Валерия поговорила о чем-то с кассиршей, и нас впустили на территорию. Сразу по правую руку расположился желто-белый дворец, мимо которого мы и держали путь, а слева две лестницы вели вниз, в Нижний парк. Лера, не забывая о возложенных на себя полномочиях, тут же стала проводить экскурсию. Под ее заученное, но вместе с тем воодушевленное бормотание мы и сошли вниз, а оказавшись в самом парке, начали фотографироваться. Я почти что влюбилась в красавца Самсона, оттого принялась позировать на Пашину камеру самым непривычным образом. То села на фоне фонтана, то встала на одну ногу, потом на другую, а затем и вовсе на голову, упираясь ладонями в грязную землю, а пятки прижала друг к другу, оттопырив колени и став похожей на гигантский ключ. Самойлов одобрительно улюлюкал и радостно фиксировал на прибор для съемки все перемещения моего спятившего туловища.
— Посмотрите на Юльку! — дивилась моя подруга. — С ума она, что ль, сошла?
— Ничего и не сошла, — кинулся меня защи-щать Павел. — Лучше стоять на голове, чем пытать людей дурацкой запиской! И вообще от такой красоты запросто свихнешься. Я вот тоже чуток не в себе.
— Да? — усмехнулась Катя. — А в ком же ты, позволь узнать? Надеюсь, не в Боре Моисееве?
Все засмеялись.
— Это пошлая шутка! — огрызнулся Самойлов, тыча в Любимову пальцем.
— Я знаю, — невозмутимо пожала та плечами.
— Паш, подними меня, — попросила я. Куда уж там! Он реально завелся, стал бегать по кругу и махать руками, показывая свое возмущение:
— Иногда ты бываешь невыносима! Что за плоские шуточки? При чем здесь Моисеев! Я не из таких!
— Хорошо, как скажешь, — продолжала ухмыляться Катя.
— Жень, помоги мне принять нормальное положение, — все еще стоя на голове, обратилась я уже к Логинову, не сводящему восхищенных глаз со своей возлюбленной — уверенной в себе женщины-вамп. Он не услышал.
Я стала заваливаться вбок, но в последнюю секунду помощь пришла в лице негра Кеши, очень бережно взявшего меня за талию и поставившего на ноги. А впоследствии даже давшего мне свой платок, чтобы вытереть грязные руки.
— Thanks, — по привычке сказала я на английском.
— Некоторые негры понимают русскую речь, — с намеком на укор ответил мне Иннокентий.
Я покраснела.
— Извините.
— Ну что, идем дальше? — предложила предводительница стаи Малинова Валерия.

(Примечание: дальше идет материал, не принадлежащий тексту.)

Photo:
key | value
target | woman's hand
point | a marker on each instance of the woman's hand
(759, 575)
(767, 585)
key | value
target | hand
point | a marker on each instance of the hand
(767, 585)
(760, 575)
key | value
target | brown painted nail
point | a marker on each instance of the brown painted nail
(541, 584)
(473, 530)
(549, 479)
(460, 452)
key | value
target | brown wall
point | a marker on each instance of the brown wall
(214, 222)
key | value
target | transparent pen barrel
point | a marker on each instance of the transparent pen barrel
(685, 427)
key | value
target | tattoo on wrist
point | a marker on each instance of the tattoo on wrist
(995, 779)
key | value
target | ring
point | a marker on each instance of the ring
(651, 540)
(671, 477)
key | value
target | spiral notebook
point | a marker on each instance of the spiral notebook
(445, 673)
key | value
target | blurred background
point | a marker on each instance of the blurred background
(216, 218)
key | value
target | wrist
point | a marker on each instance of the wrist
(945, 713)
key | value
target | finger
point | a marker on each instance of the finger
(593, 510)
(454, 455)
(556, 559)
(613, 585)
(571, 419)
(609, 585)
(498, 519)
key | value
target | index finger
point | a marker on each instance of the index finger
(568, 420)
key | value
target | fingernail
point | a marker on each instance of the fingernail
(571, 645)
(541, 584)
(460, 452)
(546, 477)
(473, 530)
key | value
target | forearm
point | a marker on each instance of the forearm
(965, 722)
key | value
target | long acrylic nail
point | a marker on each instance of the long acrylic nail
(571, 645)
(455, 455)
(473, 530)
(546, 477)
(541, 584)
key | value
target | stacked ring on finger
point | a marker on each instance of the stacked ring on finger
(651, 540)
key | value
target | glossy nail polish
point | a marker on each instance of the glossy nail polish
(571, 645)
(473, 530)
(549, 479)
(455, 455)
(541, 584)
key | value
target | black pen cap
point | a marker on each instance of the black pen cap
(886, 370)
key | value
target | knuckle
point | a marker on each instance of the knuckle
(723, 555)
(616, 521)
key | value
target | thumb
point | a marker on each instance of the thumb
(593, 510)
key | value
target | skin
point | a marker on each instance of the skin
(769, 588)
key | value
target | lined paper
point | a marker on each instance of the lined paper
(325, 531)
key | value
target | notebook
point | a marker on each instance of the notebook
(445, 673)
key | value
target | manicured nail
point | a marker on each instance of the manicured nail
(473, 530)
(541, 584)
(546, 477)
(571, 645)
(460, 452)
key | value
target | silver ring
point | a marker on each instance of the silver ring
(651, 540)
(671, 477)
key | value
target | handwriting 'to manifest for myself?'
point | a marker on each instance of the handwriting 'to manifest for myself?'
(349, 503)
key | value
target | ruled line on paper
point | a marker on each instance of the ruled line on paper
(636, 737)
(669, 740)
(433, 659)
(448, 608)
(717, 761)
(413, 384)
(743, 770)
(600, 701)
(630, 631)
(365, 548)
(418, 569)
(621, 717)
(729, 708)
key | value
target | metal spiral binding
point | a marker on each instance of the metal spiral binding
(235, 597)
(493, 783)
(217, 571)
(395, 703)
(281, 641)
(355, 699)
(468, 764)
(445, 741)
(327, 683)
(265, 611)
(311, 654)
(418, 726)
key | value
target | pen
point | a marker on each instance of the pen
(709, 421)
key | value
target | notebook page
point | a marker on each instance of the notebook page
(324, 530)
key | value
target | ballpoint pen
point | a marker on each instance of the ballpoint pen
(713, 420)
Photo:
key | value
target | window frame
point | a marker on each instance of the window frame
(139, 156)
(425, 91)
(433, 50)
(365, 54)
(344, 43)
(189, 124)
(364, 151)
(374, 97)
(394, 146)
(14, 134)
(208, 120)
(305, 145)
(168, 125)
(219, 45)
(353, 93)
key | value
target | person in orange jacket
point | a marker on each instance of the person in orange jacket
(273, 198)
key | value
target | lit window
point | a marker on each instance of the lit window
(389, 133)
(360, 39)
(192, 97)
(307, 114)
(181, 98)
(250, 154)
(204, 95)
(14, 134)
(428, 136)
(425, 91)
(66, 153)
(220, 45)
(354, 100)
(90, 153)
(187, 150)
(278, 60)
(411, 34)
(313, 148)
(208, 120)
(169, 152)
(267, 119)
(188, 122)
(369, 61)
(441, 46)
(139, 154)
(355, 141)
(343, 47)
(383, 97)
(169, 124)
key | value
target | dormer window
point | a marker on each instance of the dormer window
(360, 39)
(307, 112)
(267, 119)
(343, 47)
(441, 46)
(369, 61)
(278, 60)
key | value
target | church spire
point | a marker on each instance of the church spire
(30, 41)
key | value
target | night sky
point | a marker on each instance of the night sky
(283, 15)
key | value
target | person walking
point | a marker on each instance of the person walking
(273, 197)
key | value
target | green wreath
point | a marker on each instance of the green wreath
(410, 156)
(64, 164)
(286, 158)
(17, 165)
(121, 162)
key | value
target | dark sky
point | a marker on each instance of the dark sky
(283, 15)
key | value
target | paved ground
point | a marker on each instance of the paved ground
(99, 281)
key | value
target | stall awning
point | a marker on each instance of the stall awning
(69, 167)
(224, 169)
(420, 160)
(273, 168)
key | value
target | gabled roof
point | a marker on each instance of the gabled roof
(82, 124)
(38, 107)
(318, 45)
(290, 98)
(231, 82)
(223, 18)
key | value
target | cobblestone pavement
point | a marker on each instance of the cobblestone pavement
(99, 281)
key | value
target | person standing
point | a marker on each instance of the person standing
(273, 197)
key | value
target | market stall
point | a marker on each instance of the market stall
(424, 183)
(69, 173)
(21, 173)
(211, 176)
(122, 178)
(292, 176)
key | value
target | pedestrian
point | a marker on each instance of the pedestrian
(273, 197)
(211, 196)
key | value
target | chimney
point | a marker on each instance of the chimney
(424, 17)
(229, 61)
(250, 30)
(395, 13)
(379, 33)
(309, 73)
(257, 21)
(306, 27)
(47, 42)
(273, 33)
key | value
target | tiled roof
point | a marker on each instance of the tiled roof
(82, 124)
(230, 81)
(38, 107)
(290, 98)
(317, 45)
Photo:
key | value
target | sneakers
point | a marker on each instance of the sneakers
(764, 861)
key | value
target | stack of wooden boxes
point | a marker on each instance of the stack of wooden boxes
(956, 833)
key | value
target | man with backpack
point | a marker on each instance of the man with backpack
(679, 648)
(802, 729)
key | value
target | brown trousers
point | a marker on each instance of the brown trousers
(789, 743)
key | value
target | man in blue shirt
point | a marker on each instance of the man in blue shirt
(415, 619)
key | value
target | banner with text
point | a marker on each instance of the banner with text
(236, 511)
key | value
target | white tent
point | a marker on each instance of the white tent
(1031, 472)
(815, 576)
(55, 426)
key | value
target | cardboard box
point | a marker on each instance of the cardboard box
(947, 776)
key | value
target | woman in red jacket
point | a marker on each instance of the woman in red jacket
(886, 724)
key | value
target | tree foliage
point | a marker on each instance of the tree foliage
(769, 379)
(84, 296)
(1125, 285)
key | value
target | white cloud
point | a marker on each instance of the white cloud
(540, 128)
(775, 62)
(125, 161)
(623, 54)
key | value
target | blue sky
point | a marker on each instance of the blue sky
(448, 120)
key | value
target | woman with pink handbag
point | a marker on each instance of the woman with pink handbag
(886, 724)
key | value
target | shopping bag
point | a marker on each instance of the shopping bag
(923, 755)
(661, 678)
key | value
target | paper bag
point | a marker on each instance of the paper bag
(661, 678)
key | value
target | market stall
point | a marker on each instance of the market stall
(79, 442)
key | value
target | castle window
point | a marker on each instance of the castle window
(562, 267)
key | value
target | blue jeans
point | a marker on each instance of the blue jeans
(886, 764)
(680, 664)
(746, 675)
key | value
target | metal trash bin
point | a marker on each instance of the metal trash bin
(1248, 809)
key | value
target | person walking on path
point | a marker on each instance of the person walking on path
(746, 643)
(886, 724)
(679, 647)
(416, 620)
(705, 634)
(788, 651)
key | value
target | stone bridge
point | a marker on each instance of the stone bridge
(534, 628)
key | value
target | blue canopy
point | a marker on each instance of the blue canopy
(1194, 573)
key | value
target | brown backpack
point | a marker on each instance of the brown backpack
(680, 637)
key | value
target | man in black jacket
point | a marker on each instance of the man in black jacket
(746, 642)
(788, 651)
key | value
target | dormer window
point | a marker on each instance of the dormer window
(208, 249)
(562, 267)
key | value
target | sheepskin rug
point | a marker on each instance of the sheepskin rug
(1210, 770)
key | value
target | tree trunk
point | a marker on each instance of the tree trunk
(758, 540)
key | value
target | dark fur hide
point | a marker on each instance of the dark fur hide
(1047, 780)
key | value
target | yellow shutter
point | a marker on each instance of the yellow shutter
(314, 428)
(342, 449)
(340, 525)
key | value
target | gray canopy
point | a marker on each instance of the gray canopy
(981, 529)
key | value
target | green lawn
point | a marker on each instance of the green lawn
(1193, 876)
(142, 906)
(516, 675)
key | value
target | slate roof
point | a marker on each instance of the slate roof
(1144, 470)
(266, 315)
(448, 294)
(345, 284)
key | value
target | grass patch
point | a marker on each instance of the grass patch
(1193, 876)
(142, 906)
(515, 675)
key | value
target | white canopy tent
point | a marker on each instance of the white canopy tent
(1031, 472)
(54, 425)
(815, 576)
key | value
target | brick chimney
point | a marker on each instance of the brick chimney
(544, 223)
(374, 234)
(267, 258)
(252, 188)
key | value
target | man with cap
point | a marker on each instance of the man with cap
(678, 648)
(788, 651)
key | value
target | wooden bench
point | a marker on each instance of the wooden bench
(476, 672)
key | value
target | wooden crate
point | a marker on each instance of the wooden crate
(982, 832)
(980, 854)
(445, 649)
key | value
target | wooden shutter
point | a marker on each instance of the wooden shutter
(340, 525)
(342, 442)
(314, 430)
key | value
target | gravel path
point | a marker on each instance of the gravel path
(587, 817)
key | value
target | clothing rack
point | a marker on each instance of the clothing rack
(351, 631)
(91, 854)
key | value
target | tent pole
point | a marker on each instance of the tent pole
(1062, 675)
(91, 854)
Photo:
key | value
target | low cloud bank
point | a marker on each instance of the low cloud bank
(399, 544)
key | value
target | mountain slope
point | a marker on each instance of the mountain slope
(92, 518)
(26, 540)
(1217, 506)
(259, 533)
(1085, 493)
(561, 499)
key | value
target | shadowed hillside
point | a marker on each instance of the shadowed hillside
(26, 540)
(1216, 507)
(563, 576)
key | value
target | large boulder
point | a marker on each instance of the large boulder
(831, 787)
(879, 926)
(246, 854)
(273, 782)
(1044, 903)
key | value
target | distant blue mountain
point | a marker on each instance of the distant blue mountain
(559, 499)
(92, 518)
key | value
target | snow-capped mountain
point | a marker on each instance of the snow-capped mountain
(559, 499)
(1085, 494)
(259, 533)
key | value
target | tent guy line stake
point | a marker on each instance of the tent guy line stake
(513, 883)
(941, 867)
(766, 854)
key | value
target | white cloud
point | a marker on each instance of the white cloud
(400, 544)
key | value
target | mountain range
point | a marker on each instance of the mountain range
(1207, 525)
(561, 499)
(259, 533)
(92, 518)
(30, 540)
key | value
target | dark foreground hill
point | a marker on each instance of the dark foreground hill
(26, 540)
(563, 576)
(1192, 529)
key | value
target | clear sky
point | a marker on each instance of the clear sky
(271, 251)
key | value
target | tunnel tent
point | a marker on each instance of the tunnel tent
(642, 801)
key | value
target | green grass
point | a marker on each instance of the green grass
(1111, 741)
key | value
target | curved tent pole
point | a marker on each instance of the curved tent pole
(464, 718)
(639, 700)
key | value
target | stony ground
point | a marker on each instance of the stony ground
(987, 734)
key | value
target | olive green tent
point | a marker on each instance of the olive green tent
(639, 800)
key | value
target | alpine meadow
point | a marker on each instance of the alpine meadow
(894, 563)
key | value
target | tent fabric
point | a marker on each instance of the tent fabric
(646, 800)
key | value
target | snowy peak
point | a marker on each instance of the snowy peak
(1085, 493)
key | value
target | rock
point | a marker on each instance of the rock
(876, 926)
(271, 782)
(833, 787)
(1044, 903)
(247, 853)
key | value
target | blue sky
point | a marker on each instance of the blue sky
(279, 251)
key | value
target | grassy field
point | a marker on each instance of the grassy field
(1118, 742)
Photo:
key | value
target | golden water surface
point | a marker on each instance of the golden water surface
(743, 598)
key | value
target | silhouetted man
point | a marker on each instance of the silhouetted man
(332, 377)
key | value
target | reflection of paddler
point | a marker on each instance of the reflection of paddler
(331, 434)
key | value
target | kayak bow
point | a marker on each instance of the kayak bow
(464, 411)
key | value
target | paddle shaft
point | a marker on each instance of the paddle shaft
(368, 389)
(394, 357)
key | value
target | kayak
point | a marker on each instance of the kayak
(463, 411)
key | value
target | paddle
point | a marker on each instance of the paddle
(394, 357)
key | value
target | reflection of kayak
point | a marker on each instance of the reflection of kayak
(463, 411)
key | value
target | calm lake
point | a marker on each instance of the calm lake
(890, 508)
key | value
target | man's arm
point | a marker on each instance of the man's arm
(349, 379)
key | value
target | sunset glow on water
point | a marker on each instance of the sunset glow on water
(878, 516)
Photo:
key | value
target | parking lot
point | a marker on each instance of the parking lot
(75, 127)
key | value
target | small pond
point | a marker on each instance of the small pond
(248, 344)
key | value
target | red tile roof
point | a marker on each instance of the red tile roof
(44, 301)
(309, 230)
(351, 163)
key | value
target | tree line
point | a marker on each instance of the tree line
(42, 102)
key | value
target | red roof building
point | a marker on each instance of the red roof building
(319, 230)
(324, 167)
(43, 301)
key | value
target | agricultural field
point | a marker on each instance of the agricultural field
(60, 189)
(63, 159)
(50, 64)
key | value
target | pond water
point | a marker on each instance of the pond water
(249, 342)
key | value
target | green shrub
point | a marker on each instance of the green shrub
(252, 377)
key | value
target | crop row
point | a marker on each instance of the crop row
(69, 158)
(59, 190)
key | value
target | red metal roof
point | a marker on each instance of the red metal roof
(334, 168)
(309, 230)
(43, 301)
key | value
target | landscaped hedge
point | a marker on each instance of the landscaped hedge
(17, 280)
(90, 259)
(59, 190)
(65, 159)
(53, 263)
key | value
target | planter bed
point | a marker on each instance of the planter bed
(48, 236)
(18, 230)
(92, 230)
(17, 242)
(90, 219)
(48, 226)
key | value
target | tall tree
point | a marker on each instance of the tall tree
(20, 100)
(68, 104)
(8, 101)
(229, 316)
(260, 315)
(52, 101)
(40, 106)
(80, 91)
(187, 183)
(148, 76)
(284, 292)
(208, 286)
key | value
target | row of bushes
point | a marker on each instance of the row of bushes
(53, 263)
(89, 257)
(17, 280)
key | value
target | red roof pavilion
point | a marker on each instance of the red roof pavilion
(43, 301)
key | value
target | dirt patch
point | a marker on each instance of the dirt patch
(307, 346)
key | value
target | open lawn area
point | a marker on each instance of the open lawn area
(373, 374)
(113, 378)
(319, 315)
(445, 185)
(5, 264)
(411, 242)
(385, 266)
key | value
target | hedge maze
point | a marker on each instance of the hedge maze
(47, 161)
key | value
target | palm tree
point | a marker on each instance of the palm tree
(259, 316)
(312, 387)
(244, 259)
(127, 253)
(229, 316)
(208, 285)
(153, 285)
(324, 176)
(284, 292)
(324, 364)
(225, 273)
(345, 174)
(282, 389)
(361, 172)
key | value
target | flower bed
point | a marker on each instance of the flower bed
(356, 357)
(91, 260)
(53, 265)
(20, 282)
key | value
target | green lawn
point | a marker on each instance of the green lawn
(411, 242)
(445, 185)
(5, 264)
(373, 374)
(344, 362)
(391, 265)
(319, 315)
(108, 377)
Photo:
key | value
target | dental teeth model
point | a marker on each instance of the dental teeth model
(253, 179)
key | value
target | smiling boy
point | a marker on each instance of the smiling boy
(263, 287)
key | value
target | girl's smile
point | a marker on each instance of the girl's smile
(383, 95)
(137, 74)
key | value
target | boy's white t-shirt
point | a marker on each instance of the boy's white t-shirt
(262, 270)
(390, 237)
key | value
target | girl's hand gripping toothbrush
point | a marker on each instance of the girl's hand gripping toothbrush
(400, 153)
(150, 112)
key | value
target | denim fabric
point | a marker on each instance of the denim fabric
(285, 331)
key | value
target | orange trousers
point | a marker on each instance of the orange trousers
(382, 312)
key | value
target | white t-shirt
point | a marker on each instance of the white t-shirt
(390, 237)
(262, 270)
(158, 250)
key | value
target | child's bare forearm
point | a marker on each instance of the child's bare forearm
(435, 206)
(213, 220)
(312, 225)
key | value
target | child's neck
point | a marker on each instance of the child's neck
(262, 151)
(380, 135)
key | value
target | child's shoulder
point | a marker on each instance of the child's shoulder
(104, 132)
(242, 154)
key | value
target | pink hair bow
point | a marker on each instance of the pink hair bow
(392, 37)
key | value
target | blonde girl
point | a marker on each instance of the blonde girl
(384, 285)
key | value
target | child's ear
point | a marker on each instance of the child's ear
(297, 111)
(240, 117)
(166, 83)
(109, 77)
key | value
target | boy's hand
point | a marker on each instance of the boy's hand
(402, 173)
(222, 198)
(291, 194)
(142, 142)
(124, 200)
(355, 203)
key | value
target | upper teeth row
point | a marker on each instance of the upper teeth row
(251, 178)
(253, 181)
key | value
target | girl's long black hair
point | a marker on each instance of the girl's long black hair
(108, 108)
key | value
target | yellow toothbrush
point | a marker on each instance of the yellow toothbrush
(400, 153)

В течение последующего часа с лишним мы любовались достопримечательностями Нижнего парка: Римскими фонтанами, Шахматной горой, лживыми тюльпанами, скамьями и елями, к которым стоит лишь подойти — тут же обдают прохладной струей воды. Впрочем, были деревья и настоящие, высокие, зеленые, словно говорящие: «Здесь осень пока не наступила!» Дождь сов-сем перестал, а воздух был приятно свежим, легким. Жалела ли я в тот момент, что приехала сюда в такой необычной компании? Ни на миг. Я была вполне счастлива. Павел ходил за мной хвостом, чувствуя свою вину теперь за то, что не поднял меня, то есть своими руками передал супостату из Африки, и старался загладить сей промах любыми, даже глупыми поступками и словами.
Как-то:
— Ты такая красивая!
Или:
— Хочешь, я подарю тебе часть Финского залива и пару сотен светящих над ним звезд? Хотя и миллион самых ярких не затмит сияния твоих прекрасных глаз!
И т. п. Я лишь морщилась, ибо одно дело, когда мужчина говорит тебе это просто так, другое — когда ты знаешь для чего. Чтобы простили. Тем более из Пашиных уст все комплименты неизменно звучали как оскорбления. Вот не умеет человек подобрать подходящий случаю тон, и все тут.